The symbol “.” for “Negative”

# This code block is similar to the one for ER status
# replace zzzzzzzz with feature for PR status
# look at `brca_clin_df` to find the feature name

z <- clin$her2_receptor_status

her2 <- rep("", length(z))  

# Complete the logical statements to assign "+" and "."
# Follow the code we used for ER and PR status

her2[z == "Positive"   ] <- "+"                              
her2[z == "Negative"   ] <- "."                   

table(her2)

## her2
##       .   + 
## 127 183  51

How many samples are HER2+ and HER2-? Replace MMM and NNN to assign your answers to the variables HER2pos and HER2neg.

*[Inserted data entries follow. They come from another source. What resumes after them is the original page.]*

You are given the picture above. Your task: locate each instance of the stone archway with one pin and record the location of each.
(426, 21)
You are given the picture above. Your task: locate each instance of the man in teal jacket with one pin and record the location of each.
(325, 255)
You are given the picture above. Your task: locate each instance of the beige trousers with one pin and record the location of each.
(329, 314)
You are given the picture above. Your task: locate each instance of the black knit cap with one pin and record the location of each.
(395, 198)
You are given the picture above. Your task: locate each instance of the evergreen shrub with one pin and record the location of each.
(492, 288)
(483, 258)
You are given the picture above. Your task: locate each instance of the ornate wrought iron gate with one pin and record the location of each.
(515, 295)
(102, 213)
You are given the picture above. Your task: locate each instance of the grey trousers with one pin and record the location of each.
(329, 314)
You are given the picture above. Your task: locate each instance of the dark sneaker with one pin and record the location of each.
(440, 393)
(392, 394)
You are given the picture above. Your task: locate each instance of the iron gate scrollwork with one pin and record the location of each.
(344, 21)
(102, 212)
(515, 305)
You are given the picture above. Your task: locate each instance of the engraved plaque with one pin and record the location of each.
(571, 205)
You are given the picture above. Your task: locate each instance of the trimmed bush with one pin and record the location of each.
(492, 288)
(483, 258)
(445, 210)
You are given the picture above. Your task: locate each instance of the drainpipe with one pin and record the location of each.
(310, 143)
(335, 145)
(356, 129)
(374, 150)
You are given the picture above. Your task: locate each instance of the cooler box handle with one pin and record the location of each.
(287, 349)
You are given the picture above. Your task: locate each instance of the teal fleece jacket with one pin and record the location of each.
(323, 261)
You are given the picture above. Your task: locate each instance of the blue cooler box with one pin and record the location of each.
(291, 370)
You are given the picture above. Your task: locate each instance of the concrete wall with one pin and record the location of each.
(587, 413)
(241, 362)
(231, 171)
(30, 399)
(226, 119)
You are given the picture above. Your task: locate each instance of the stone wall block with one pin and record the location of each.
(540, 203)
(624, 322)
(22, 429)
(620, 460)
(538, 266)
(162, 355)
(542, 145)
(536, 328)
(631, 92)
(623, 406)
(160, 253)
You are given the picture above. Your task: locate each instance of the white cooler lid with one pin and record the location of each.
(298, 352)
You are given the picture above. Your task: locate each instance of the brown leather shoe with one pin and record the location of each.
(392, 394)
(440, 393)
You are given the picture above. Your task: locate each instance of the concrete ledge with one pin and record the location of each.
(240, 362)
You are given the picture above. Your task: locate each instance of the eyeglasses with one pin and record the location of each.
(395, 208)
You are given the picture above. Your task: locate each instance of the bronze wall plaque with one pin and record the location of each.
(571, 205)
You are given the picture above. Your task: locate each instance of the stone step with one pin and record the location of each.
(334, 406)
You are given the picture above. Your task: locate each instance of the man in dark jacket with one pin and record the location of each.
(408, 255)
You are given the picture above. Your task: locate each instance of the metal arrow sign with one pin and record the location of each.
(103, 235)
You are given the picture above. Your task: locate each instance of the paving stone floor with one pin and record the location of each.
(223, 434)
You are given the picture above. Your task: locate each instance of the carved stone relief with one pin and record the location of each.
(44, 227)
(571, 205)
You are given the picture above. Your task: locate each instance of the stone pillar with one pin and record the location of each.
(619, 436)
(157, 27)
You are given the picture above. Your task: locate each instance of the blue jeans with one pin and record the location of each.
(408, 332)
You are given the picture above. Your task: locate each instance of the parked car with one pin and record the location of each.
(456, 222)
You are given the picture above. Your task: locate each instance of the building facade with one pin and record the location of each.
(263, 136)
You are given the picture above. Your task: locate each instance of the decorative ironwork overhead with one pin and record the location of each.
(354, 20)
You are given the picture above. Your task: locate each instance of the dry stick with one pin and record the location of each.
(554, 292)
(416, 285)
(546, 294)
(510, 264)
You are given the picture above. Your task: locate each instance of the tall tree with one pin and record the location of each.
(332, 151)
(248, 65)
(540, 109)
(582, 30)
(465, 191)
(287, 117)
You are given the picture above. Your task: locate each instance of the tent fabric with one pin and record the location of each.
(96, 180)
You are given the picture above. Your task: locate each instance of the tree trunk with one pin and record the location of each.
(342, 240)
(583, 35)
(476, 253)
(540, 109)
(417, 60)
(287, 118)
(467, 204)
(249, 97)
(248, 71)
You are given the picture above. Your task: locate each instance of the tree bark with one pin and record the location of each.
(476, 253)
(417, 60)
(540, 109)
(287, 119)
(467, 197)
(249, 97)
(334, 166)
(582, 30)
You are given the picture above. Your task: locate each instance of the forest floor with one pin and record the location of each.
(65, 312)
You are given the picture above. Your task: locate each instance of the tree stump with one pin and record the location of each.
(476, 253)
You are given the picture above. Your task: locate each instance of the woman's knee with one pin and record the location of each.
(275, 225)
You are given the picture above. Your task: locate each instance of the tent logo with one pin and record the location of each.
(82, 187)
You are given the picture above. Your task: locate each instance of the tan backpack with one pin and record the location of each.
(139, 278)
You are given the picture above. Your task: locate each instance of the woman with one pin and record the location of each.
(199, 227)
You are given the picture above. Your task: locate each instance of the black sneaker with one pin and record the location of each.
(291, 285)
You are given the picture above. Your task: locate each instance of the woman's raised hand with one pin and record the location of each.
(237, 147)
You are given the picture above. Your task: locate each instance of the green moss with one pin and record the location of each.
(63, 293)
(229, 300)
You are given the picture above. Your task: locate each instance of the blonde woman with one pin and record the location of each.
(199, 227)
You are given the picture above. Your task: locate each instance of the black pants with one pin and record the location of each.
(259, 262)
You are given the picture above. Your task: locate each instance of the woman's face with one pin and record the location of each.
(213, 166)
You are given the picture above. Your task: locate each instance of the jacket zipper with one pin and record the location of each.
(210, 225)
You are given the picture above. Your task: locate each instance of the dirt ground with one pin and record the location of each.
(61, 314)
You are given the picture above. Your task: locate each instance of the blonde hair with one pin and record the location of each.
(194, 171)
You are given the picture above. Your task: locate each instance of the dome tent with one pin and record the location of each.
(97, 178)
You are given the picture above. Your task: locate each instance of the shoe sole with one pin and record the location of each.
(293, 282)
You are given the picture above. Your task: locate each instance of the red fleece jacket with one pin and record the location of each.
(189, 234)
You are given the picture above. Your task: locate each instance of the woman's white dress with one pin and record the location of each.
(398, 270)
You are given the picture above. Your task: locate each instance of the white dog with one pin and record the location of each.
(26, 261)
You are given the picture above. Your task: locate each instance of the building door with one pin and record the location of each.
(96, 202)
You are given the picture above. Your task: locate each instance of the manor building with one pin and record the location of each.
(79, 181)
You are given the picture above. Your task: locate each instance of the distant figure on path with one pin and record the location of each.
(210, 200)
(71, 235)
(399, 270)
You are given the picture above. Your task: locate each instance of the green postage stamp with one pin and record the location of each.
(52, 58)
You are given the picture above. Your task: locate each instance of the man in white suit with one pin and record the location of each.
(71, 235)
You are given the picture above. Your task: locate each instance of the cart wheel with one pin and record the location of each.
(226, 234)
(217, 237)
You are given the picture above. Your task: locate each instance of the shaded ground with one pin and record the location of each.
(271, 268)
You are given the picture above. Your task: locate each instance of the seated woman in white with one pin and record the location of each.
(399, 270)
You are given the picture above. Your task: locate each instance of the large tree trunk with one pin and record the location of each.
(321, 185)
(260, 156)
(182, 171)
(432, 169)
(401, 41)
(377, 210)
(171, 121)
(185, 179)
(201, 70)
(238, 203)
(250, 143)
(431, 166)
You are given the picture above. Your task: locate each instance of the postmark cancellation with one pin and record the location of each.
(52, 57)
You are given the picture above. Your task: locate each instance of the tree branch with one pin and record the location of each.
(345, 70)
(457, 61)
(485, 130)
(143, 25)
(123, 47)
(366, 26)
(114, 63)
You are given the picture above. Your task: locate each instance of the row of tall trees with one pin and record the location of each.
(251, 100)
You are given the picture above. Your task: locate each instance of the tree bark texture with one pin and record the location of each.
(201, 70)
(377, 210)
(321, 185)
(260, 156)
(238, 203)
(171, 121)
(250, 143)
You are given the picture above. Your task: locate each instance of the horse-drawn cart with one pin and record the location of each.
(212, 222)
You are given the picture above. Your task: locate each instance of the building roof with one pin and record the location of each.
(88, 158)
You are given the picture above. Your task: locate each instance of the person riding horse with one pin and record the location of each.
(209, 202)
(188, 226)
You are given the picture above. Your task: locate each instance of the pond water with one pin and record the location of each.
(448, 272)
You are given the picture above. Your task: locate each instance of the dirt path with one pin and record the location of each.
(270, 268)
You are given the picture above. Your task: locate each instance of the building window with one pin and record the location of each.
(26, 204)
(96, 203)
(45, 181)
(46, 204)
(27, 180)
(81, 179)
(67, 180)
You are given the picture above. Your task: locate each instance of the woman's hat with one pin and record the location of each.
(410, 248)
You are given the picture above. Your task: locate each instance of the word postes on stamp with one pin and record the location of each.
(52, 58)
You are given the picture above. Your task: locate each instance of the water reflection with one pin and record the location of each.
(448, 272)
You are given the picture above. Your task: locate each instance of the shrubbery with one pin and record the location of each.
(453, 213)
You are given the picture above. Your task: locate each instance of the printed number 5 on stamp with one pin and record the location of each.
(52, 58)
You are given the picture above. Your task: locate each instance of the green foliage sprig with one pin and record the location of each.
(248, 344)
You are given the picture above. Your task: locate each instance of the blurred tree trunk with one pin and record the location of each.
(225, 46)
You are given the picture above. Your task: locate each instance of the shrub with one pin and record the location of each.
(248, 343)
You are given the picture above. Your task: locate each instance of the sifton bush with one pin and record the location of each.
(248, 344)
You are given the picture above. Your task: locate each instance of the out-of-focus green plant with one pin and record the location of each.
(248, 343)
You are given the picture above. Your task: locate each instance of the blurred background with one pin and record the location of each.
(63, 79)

# enter the value you obtained from the previous code chunk
HER2pos <- 51
  
HER2neg <- 183

print(paste("Our matrix has",HER2pos, 
            "progesterone positive samples and",
            HER2neg,"progesterone negative samples."))

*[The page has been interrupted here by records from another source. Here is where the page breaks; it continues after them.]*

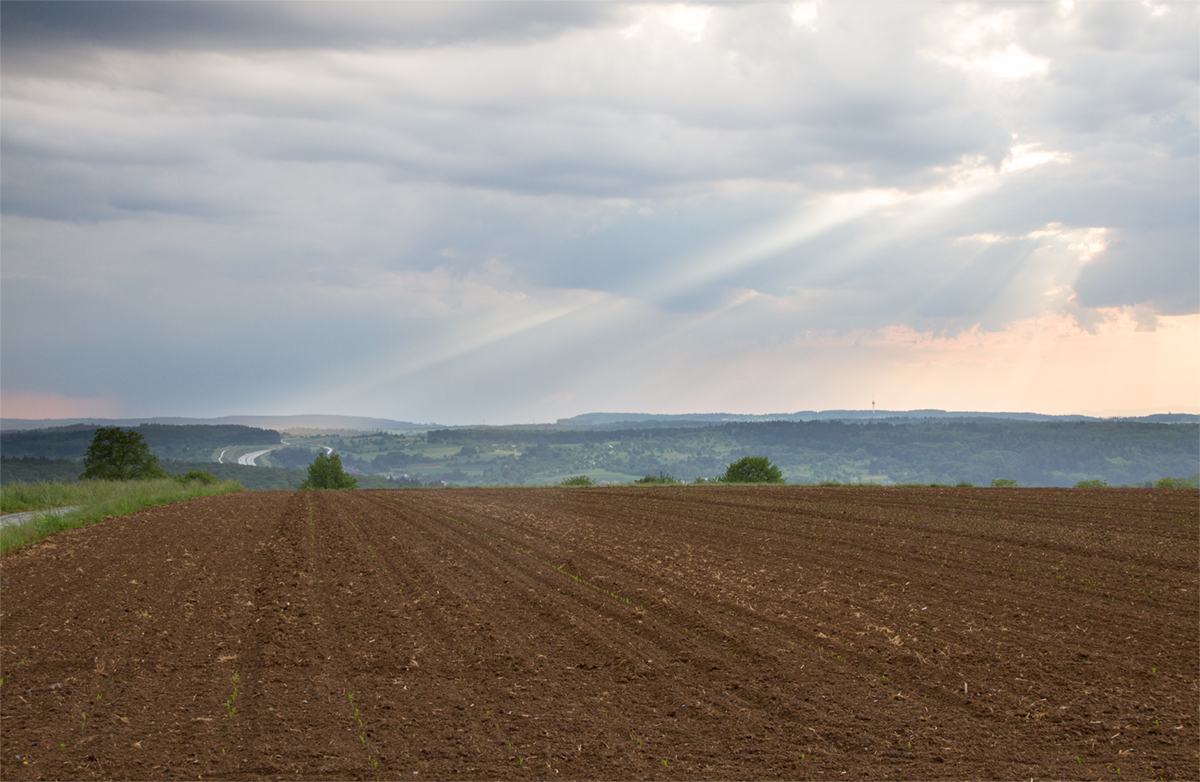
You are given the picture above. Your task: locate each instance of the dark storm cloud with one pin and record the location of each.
(441, 182)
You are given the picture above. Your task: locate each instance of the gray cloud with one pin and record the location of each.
(414, 175)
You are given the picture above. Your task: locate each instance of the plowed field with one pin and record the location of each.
(611, 633)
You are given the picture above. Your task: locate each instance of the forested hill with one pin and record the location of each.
(1035, 453)
(181, 443)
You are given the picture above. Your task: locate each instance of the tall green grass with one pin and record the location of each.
(99, 500)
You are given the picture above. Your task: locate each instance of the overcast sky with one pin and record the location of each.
(513, 212)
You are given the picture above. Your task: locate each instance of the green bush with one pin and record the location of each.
(753, 469)
(203, 476)
(327, 473)
(663, 479)
(1174, 482)
(117, 455)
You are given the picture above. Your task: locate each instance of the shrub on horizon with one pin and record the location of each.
(327, 473)
(753, 469)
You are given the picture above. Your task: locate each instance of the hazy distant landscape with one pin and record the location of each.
(840, 446)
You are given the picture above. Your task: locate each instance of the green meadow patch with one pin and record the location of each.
(96, 499)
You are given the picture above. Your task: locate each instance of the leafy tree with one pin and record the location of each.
(117, 455)
(325, 471)
(753, 469)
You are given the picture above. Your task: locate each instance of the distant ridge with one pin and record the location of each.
(633, 420)
(588, 420)
(279, 422)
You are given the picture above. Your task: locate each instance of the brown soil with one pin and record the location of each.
(611, 633)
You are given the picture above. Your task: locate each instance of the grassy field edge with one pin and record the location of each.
(99, 500)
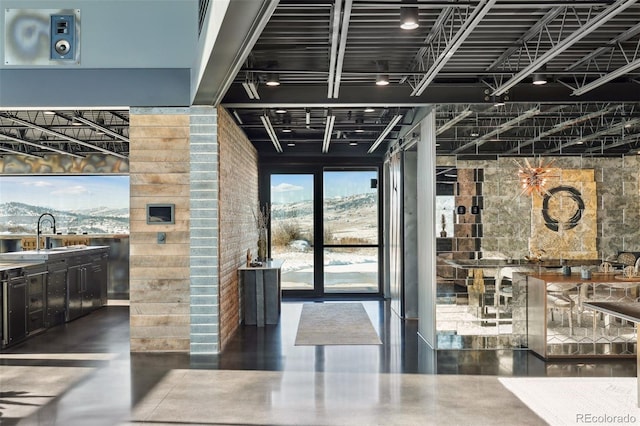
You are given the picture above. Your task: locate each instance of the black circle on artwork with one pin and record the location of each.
(554, 224)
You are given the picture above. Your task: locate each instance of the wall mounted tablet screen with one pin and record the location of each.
(160, 214)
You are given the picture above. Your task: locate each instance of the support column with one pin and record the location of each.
(204, 255)
(426, 230)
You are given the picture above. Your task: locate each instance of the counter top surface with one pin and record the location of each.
(575, 278)
(627, 310)
(46, 254)
(270, 264)
(7, 266)
(499, 263)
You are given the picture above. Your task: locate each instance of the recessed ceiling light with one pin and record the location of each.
(409, 18)
(273, 79)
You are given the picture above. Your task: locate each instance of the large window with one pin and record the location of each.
(81, 204)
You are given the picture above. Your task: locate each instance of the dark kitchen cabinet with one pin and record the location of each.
(49, 288)
(56, 293)
(36, 279)
(15, 308)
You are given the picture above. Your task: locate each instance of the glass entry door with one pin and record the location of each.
(324, 226)
(292, 229)
(350, 231)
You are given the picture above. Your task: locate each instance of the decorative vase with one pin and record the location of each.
(262, 244)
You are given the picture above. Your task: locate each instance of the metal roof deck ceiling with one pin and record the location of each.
(463, 59)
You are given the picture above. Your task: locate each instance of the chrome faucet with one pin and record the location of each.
(41, 221)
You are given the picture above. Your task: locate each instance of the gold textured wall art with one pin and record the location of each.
(563, 219)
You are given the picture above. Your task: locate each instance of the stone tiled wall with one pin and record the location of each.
(159, 273)
(506, 216)
(238, 202)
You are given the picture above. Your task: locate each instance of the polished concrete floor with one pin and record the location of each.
(82, 373)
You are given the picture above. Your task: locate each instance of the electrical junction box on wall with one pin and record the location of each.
(35, 37)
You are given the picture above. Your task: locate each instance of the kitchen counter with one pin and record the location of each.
(44, 288)
(549, 291)
(46, 254)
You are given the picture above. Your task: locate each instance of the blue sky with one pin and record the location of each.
(289, 188)
(66, 192)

## [1] "Our matrix has 51 progesterone positive samples and 183 progesterone negative samples."

Create the heatmap annotated with HER2 status:

heatmap(our_matrix_scaled,
        labRow="", labCol=er, cexCol = 0.4,
         margins = c(2, 2),
        zlim=c(-2, 2),
        xlab="Patients", ylab="Genes",
        col=brewer.pal(8,"RdBu"))

heatmap(our_matrix_scaled,
        labRow="", labCol=pr, cexCol = 0.4,
         margins = c(2, 2),
        zlim=c(-2, 2),
        xlab="Patients", ylab="Genes",
        col=brewer.pal(8,"RdBu"))

heatmap(our_matrix_scaled,
        labRow="", labCol=her2, cexCol=0.4,
        zlim=c(-2, 2),
        xlab="Patients", ylab="Genes",
        col=brewer.pal(8,"RdBu"))

Look at all three labeled heatmaps: ER, PR, and HER2.

Triple negative breast cancers have ER-, PR-, and HER2-, and should correspond to the rightmost cluster.

Create your R Markdown Report

Let’s save our work as an html file!

Click the “Knit” button at the top of this window and select “Knit to html.”

Congratulations

We have analyzed clinical and gene expression data from over 1,000 patients in the TCGA Breast Cancer cohort.